The Organization for the Prohibition of Chemical Weapons which represents 192 nations issued a statement saying, "Any use of chemical weapons is deeply disturbing", and offering technical assistance to the Malaysians.

KHALID ABU BAKAR, MALAYSIAN INSPECTOR, GENERAL OF POLICE: I'm only saying that the cause of his death is by that chemical. The rest will be subject of our investigation.

STARR: Security was increased at the morgue where Kim Jong-nam's body is being held after an attempted break in.

VX is an internationally banned chemical weapon that can kill in minutes. It causes convulsions, paralysis, loss of consciousness and death due to respiratory failure.

While North Korea has not acknowledged it has chemical weapons, South Korea estimates the regime has a stockpile of up to 5,000 metric tons.

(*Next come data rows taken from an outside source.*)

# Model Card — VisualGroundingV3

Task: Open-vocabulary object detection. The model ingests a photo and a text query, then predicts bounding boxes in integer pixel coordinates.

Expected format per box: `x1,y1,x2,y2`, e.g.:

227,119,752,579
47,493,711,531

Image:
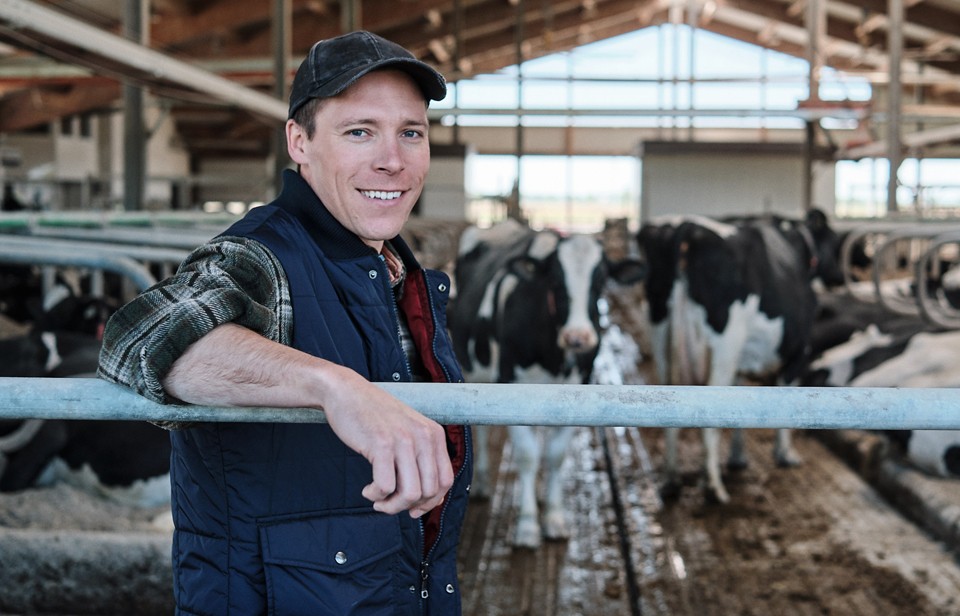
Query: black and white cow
449,221,642,548
0,284,170,506
638,209,842,503
803,296,960,479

The U.S. says it's always prepared for North Korean attacks, and 28,000 U.S. troops in South Korea regularly practice operating in a chemical assault.


STARR: And the North Koreans have continued to push back, saying they were not responsible for this and saying, if those two women had a lethal toxic agent on their hands at the airport, how could they have survived? Wolf?

BLITZER: And if the authorities there had atropine, he might have survived, right?

STARR: Well, it probably would have depended on the level of the dose, I think, and how quickly, in fact, they could have gotten to him. But nobody really could have fathomed that this was about to happen.

BLITZER: Yes, you're absolutely right. Barbara Starr at the Pentagon, thank you very much.

That's it for me. Thanks for watching.

"ERIN BURNETT OUTFRONT" starts right now.